During his tenure, he covered Julius “Dr. J” Erving and Moses Malone of the Sixers, although Lyon’s personality was undoubtedly more Maurice Cheeks than Darryl Dawkins. As the seasons changed, he covered Steve Carlton or Mike Schmidt of the Phillies, Randall Cunningham and Donovan McNabb of the Eagles, Rick Tocchet and Eric Lindros of the Flyers, prize fights, golf tournaments and maybe an Olympics or ten, but it was adjacent to NBA hardwood where we met and spoke quite often.
You see, long before the days of electronic mail, voicemail or iPhone 11s, Motorola Razors, Blackberries or any other type of mobile, voice-mail enabled devices, Bill Lyon was the recipient of hundreds upon hundreds of my hotel messages. Back in the day, they say with a degree of reminiscence and disdain at the same time, hotel phone operators took a pen and a pad of pink, pre-printed message slips and wrote down the name and phone number of a caller who used a telephone with a hard line and dialed the main number seeking out a guest. In our case, we frequently stayed at the same NBA media headquarters hotel and Lyon would appear on the operator’s screen before Lyons, and thus the problem.

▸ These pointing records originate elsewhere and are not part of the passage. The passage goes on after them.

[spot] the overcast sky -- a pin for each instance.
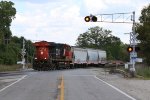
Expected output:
(63, 20)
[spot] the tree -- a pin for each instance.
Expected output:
(7, 14)
(144, 33)
(100, 38)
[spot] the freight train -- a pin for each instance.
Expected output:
(51, 56)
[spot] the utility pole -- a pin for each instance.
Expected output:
(133, 44)
(23, 54)
(120, 18)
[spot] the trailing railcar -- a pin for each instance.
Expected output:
(79, 57)
(51, 55)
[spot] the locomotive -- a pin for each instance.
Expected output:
(51, 56)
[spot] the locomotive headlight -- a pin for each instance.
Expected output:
(41, 52)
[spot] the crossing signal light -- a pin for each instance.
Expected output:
(137, 49)
(130, 49)
(87, 18)
(90, 18)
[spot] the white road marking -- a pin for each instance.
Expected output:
(13, 83)
(115, 88)
(81, 75)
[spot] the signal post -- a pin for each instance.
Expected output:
(132, 49)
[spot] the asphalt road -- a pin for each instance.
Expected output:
(83, 84)
(79, 84)
(33, 86)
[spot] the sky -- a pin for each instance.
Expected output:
(62, 21)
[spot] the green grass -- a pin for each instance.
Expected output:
(4, 68)
(144, 72)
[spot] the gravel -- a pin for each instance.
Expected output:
(137, 88)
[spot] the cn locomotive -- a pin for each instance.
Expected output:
(51, 56)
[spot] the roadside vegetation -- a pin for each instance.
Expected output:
(143, 72)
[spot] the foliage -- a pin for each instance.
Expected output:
(100, 38)
(144, 33)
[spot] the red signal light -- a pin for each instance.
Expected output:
(87, 18)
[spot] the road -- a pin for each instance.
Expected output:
(79, 84)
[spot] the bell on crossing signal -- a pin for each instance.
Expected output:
(87, 18)
(90, 18)
(130, 49)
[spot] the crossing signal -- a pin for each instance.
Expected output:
(130, 49)
(137, 49)
(87, 18)
(90, 18)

Bill and I formed a bond in 1981 or so, and we made a pact, written in stone and not on a pink message slip. That pact was to diligently and without judgement, frustration or fatigue, with neither snow, nor rain, nor heat, nor gloom of night, nor first flights out, nor late nights at the hospitality room stay our bond to swiftly deliver the message or voice mail to one another during our appointed round. The ratio of Lyons to Lyon messages was probably, oh, roughly 100-3. Bill would either call, or sometimes it was easier to just walk them over. From the Los Angeles Airport Marriott to Boston’s Copley Place, the Lyon-to-Lyons message center was more reliable than a Maytag, more efficient than a GM factory and stronger than U.S. Steel. We traveled the land, undaunted by incompetent hotel operators and mixed up messages.
He marveled at the number of media credential requests, or later, of the sheer volume of international media seeking NBA information.
Likewise, his editors or occasionally his wife, Ethel, might cross telephone lines into the land of Lyons rather than Lyon. The mishaps were usually met with good-natured laughs and a promise to pass a message along or even better. As the Lyon-Lyons tandem learned over the years, we’d compare notes before a “Game 1” and then be able to say, oh no, he’s in Room 404, let me see if I can transfer your call.
It was a special bond.
Yesterday, Jim Nantz of CBS Sports informed me and the rest of the world of Bill Lyon’s passing and, at the same time, he reminded me a fantastic and wonderful bond had officially and irreversibly ended.
That made me quite sad.
Rest In Peace, old pal. You’ve got a smooth operator now.